O que você faz como ecologista?
Faço meu trabalho de comunicação onde posso. No encontro da Cúpula do Clima, que aconteceu em Nova York, em setembro, havia um movimento de empresários brasileiros chamado Amazônia Possível, tocado pelo Guilherme Leal, da Natura, ele tem um instituto e convidaram vários empresários, e teve um vídeo de abertura. A proposta é os empresários brasileiros se comprometerem com redução de emissão, com vários pontos para a proteção da Amazônia e para lidar com a questão do clima. Já que o governo não está fazendo, os empresários resolveram assumir esse compromisso e estão fazendo um documento que vai ser apresentado na COP do Chile, agora em dezembro. Participei de um painel que houve e teve o vídeo de abertura, que fiz com o Juliano Salgado e o Sebastião Salgado. Quero também fazer um longa sobre o clima.

E você tem fazenda, não é?
Sim, tenho fazenda onde planto muita árvore, e agora estou tirando a cana de uma fazenda e transformando numa agrofloresta. Já sou sócio numa fazenda de pupunha, em Pariquera, perto de Cananeia, chamada Floresta Viva. A gente planta mogno, guarandi, jequitibá e pupunha orgânica. É ótima porque produz alimento e absorve carbono. Sou obcecado por essa coisa de tirar um pouco de carbono do ambiente. E já está funcionando, tem a fábrica lá, e tem outra linha de produtos que chama Taió, também de pupunha. E também tem uma fazenda em Rifaina, no norte do estado de São Paulo, que tem cana, estou tirando cana e vou transformar também numa agrofloresta, com madeira e fruta. A ideia é uma fazenda que seja um pequeno aspirador de carbono. Então, é isso o que procuro fazer em nível pessoal, além de ficar falando. Calculo minhas emissões de carbono. Tenho empresa, carro, viajo de avião, então calculei minha pegada de carbono que é muito alta, mas o que planto de árvore por ano estou compensado por muitas…

Você faz essa conta?
Tem aplicativo para isso na internet. Na minha vida pessoal, preciso plantar 158 árvores (para compensar eu e minha mulher), o que é muito alto, e isso por causa de avião. Você entra no site, tem vários aplicativos e eles têm lá várias perguntas, se come carne, quanto viaja de avião por ano… aí que me ferra, porque vou muito bem em tudo, meu carro é híbrido, meio elétrico, né? Eu vou muito bem, meu nível de consumo é baixo, compro pouca roupa, mas na hora de andar de avião eu. Mas este ano plantei 7 mil, e no que vem vou plantar provavelmente trinta e poucas mil, estou com um saldo de carbono muito bom, não me sinto tão culpado.

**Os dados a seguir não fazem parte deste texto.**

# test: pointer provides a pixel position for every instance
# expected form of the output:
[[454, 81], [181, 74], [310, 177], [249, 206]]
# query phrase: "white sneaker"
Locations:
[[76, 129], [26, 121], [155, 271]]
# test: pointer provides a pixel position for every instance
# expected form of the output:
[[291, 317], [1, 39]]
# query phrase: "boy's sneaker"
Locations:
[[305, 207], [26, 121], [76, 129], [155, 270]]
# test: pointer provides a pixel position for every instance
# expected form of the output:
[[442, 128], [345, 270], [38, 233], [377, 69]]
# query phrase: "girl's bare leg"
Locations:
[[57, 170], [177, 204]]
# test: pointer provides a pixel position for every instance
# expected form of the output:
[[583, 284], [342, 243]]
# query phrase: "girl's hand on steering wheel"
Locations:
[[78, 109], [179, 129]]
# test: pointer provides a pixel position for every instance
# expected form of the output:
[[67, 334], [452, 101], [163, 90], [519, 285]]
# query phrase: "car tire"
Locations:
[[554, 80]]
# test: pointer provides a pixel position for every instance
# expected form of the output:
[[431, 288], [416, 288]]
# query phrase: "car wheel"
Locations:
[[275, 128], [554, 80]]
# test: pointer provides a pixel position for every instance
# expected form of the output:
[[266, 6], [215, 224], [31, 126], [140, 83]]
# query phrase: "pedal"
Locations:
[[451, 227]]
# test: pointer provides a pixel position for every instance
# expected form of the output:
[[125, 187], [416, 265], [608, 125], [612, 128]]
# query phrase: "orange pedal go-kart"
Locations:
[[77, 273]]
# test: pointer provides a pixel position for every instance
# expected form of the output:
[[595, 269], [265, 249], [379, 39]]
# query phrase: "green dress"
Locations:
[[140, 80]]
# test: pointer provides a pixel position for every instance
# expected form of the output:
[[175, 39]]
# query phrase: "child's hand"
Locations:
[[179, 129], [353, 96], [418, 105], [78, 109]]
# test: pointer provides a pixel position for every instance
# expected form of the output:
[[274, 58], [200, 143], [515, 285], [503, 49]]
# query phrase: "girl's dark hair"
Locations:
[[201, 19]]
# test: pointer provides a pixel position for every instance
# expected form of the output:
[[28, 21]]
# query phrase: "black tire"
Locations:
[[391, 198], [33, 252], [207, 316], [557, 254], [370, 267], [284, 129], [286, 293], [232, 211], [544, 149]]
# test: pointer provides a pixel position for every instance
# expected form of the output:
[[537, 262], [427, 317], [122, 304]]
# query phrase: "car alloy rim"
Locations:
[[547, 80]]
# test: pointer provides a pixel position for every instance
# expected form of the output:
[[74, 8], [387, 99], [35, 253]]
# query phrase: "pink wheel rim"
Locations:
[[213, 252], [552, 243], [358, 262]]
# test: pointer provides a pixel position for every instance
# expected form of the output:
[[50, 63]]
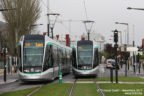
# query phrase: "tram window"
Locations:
[[74, 58], [48, 58], [19, 58], [96, 59], [55, 55]]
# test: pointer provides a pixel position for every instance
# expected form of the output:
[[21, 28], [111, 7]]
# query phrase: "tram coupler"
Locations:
[[60, 77]]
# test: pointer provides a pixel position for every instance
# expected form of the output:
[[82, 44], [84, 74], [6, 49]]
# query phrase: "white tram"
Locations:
[[42, 58]]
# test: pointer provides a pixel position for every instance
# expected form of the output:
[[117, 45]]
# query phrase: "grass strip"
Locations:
[[54, 90], [122, 89], [121, 78], [18, 93], [85, 90]]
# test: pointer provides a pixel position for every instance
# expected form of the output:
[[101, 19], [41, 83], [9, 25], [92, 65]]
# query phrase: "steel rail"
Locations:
[[72, 88]]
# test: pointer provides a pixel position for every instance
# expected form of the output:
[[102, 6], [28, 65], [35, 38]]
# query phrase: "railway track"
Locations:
[[97, 87], [35, 90]]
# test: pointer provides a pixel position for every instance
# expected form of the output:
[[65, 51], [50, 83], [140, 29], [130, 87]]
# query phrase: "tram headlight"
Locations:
[[26, 71]]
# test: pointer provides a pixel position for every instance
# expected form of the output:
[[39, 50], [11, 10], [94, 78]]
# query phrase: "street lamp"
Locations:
[[31, 26], [4, 48], [88, 26], [51, 25], [127, 30]]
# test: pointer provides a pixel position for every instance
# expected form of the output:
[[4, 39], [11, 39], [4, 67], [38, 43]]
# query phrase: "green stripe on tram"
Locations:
[[96, 47], [32, 73], [73, 47], [50, 43], [19, 43]]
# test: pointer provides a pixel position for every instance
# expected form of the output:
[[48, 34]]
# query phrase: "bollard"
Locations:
[[60, 77]]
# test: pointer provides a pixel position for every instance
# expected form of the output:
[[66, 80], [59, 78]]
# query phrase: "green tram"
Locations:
[[41, 58]]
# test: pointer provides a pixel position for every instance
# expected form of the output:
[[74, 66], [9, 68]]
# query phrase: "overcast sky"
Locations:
[[104, 12]]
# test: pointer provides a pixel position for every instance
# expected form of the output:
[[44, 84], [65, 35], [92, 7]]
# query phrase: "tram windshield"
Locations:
[[33, 53], [85, 54]]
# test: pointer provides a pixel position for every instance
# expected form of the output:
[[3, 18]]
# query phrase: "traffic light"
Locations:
[[115, 35]]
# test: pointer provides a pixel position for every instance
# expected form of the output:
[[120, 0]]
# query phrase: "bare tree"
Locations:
[[24, 13]]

E quando é que a preocupação com o verde vai chegar à área urbana, e a cidade vai ser sustentável?
Precisa aparecer alguém que goste disso, algum prefeito que entenda a importância. Quando mudei para cá, há uns 20 anos, apareceu um maluco na Secretaria de Parques da cidade de São Paulo, que resolveu, nos limites entre Osasco e São Paulo, ali na avenida Escola Politécnica, onde passo todo dia, aquele canalzinho, era uma coisa vazia, de repente começaram a plantar árvore ali de metro em metro, porque tinha mudado o cara da secretaria. Essa avenida está uma delícia agora que as árvores estão maiores. Mas isso foi porque um cara maluco apareceu lá, viu o espaço e falou: isso é meu (ri). É um cara que tem uma ideia e consegue fazer, está no lugar certo, na hora certa, com o dinheiro certo.

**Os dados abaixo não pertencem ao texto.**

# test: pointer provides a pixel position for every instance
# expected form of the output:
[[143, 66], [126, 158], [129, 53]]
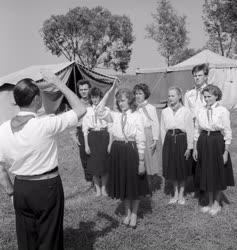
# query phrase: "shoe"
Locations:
[[181, 201], [173, 200], [214, 211], [205, 209]]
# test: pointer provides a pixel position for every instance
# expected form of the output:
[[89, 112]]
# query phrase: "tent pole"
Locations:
[[74, 78]]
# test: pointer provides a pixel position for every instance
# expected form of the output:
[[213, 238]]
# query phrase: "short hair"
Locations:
[[201, 67], [95, 92], [179, 93], [214, 90], [83, 82], [144, 88], [129, 95], [25, 91]]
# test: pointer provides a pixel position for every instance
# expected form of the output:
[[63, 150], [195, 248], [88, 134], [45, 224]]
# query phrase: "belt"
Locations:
[[208, 132], [47, 175]]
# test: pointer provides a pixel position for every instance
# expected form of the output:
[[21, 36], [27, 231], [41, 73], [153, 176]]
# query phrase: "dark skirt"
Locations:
[[97, 161], [211, 174], [175, 166], [124, 181]]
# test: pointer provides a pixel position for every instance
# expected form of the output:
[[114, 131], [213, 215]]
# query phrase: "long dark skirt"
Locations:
[[97, 161], [212, 175], [175, 166], [124, 181]]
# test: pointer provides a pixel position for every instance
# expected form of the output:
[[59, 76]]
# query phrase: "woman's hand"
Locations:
[[195, 154], [141, 168], [87, 149], [225, 157], [187, 153]]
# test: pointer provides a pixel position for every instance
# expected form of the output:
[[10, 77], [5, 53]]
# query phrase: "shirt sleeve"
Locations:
[[55, 124], [155, 124], [140, 134], [189, 128], [162, 127], [227, 129]]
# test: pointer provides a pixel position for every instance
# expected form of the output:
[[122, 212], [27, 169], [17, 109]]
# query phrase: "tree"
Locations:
[[94, 37], [168, 30], [220, 20]]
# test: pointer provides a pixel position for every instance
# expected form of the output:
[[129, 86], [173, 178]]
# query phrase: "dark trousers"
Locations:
[[83, 154], [39, 209]]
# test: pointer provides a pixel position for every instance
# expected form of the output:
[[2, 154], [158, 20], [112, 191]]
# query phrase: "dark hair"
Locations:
[[144, 88], [201, 67], [129, 95], [83, 82], [95, 92], [214, 90], [179, 93], [25, 91]]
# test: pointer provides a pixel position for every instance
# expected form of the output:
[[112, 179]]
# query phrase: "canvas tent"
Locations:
[[223, 73], [69, 73]]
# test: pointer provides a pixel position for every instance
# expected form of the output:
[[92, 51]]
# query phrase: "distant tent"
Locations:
[[223, 73], [69, 73]]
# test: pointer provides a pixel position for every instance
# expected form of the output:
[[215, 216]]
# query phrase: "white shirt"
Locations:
[[134, 128], [182, 120], [152, 120], [33, 149], [91, 121], [219, 120], [193, 99]]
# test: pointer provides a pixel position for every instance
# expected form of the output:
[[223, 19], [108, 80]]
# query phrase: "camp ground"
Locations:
[[69, 73]]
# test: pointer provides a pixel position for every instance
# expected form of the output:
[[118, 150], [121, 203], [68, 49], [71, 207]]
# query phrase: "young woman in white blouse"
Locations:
[[152, 128], [127, 179], [177, 139], [96, 143], [212, 138]]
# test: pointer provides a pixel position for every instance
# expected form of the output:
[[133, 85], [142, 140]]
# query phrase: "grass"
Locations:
[[95, 223]]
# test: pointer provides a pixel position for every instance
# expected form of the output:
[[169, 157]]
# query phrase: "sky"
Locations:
[[20, 21]]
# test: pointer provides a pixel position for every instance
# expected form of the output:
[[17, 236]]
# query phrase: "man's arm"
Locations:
[[5, 180], [73, 100]]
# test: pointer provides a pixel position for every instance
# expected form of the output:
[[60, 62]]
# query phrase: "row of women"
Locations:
[[122, 146]]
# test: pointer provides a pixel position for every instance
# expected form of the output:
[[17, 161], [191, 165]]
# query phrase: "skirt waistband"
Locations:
[[47, 175], [206, 132]]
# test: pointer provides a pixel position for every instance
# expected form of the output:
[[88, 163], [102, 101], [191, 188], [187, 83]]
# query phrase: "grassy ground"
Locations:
[[95, 223]]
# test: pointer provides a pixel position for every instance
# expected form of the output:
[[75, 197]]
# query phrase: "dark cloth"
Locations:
[[97, 161], [211, 173], [83, 155], [39, 208], [124, 182], [175, 166]]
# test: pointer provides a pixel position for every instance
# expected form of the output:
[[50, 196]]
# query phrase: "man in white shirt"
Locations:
[[29, 148]]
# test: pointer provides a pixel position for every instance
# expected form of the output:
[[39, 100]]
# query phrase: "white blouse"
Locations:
[[133, 129], [152, 120], [217, 119], [91, 121], [182, 120]]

Talvez esse seja então o caminho da arte: chegar nas pessoas.
É, furar o bloqueio.

O que você recomenda para quem quer ser Fernando Meirelles?
Minha recomendação é sempre filmar, filmar, filmar. Filmar e montar, testar muito. Hoje é fácil. Quando comecei, eu fiz assim também, mas comprei aquele equipamento e ficava montando, testando algo experimental, mas era mais pesado com câmera, aquele equipamento todo, mas hoje, com telefone, tem que fazer um vídeo por semana, tem que fazer o seu canal de Youtube e treinar, treinar, treinar. Você vai entender de montagem mesmo a hora em que você faz. Coisas como enquadramento, fotografia, dirigir um ator, você tem que ir lá e fazer, olhando aula você vai aprender o conceito, mas não vai aprender, comigo foi assim.